Miranda’s worried that Che’s just with her for the sex, especially because Che’s being weird about Miranda hugging them at their comedy show, or trying to nuzzle them while they memorize their lines for ¿CHE PASA? in bed. But the truth is that Che’s being weird because they’re feeling weird, about their body, because Hollywood is brutal and every costume fitting is a referendum about how they shouldn’t wear jeans and they need a jacket over their t-shirts and whatever other fatphobia. The show’s got Che on a diet when they’re not forcing them into a sparkly blue clown town blazer, and it’s making them not want to be touched. Miranda might not know about straps, but she does know about misogynistic bullshit, so she consensually spoons Che and says they’re a beautiful person and that they should get a pizza about it. Hugs and pizza as trauma solving? Now that’s longterm queer relationship rep!

Carrie need to be her own Windkeeper! I’ve lost my boner.

When Charlotte accidentally discovers that Carrie’s hooking up with Franklin, she agrees to not be Charlotte about the whole thing. She aims for Samantha: “How big’s his dick?” which doesn’t feel right, so she swerves and tries on Miranda: “If you sleep with your co-workers, you give away your power!” It’s so spot-on that it’s literally what Miranda shouts when she finds out. But Carrie’s not interested in all that. She’s just looking for a casually sexy off-ramp from her grief, and maybe one new life skill, such as poaching an egg. Unfortunately, Franklin wants to add an occasional Tuesday into the mix, so Carrie has to figure out how to let him down gently and keep her boundaries firmly around Thursdays. Franklin understands; he’s just a placeholder until Aidan Shaw can arrive later this season, being the absolute worst as he always has been and will be.

Lisa Todd Wexley is still married to George Washington from Hamilton, and they’re still sexy as heck, but she is not here for him throwing around his big checkbook energy to solve her work problems. Dr. Nya and Andre Rashad are on a break, while he tours around doing music stuff and they try to figure out if there’s a future for them without kids. Seema’s dating that jackass club owner, Zed, who smokes cigarettes inside and still lives with his ex-wife. When Seema finds out about that last thing, she walks right out of lunch with his son to reclaim her spot as Carrie’s plus-one to the Met Ball.

Breathe in the pain, breathe out the fashion. Breathe in the pain, breathe out the fashion.
My god cis people are insane.

And, of course, Charlotte and Harry are still perfect for each other.
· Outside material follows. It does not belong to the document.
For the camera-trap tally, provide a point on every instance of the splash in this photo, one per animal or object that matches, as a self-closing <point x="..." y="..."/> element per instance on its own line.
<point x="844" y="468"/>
He wants to go with her to the Met Ball because he thinks he’ll get to walk the red carpet with the stars and impress his co-workers with a selfie beside Rhianna. When Charlotte explains they’re only rich, not famous, so they have to go in the back door, he decides to stay home and watch the Yankees on TV. The kids sympathize with Charlotte; they’re the ones who had to break the news that Harry thought he was going as her date in the first place. She’d planned on taking Anthony. They even help her get ready. Lily’s not strong enough to lace Charlotte into her dress, so Charlotte has to beg Rock. They say they won’t be party to upholding the patriarchy and its heteronormative standards of beauty and Charlotte is like, “Honey, I understand, but right now Mommy needs your strong trans muscles to support your sister’s cis noodle arms to get this corset tight enough for my dress to zip.” Rock gives in because they do love their mom a whole lot.

Iconic.

There’s an absolutely classic Sex and the City shot of LTW crossing the street, stopping traffic, in her red dress with the giant veil and sweeping train. (“It’s not crazy. It’s Valentino.”) Seema heads out with her whole glam squad trailing behind her, all gold getting into a gold Benz. And Carrie, ultimately, decides to wear her wedding dress to the Met Gala. She says she’s repurposing her grief. It’s pretty perfect.